By contrast, in 2021, the Guttmacher Institute estimates that about 930,000 women had safe, medical abortions, though the U.S. population is much larger than in 1966. So legalizing abortion didn’t make their number increase; it only made things safer and less threatening for women and the nurses and physicians brave enough to help them.

If it’s true that abortions were more prevalent under a criminal-sanctions regime, from a policy perspective, recriminalizing greatly increases the harm without achieving the desired result.

In 2021, Texas enacted new laws criminalizing doctors and others who perform abortions: The new crime is a first-degree felony, with an accompanying penalty of five years to life in prison. Moreover, the Legislature defined the term broadly to include surgical and non-surgical means, including drugs/medication, which the Texas District and County Attorneys Association (TDCAA) notes “now account for more than half of all elective abortions.”

The new statute also creates civil liability for the same doctors, which TDCAA suggests creates a constitutional violation related to “double jeopardy.” If a defendant pays the civil fine ($100,000 per episode), criminal prosecution would be precluded, while criminal punishment would make the civil fines void. “While the Double Jeopardy Clause does not prohibit the initial filing of concurrent criminal and civil actions,” according to the prosecutors’ association, “a conviction in the former or a full payment in the latter will foreclose the other option.”

Texas Attorney General Ken Paxton issued a press release declaring that “immediately pursue criminal prosecutions based on violations of Texas abortion prohibitions predating Roe that were never repealed by the Texas Legislature,” but the prosecutors’ association called that claim “speculative.” Several of those laws seemingly conflict with the 2021 statute, and courts would have to decide how they interact.

The other big intersection of criminal law and abortion rights in the wake of the Dobbs opinion arises for women under the supervision of the justice system—either out on bail or on probation or parole.

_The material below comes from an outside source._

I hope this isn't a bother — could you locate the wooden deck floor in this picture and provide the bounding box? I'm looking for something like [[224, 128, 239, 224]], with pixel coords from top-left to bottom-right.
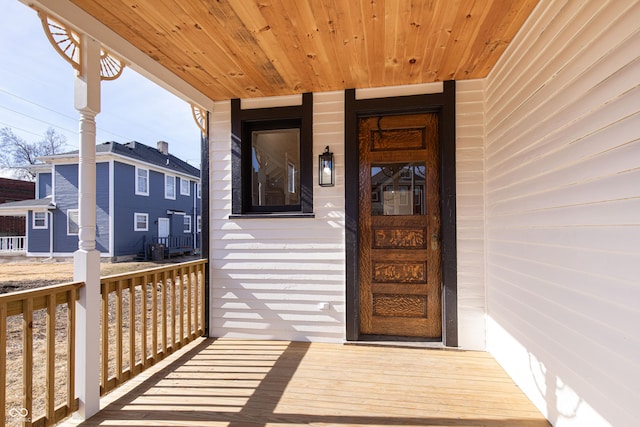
[[72, 339, 549, 427]]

Whether these women will be allowed to leave their jurisdiction to get an abortion will be decided on a judge-by-judge basis: Some will routinely allow it; some never will. This will create a patchwork of policies as well as a massive incentive for defendants to lie to the courts and abscond.

Now, because this hasn’t been an issue the criminal-justice system dealt with for more than a half-century, there’s no obvious criminal-justice reform group well-situated to confront these questions. The ACLU will step up, one assumes, but they’re being pulled in a million directions and don’t have a winning track record on these topics. Meanwhile, abortion-rights groups which one would anticipate would be most aggressive haven’t dealt with the justice system in a half-century and will have a steep learning curve. I fear that neither the abortion rights movement nor the criminal-justice reform movement is well-positioned to confront what’s coming next.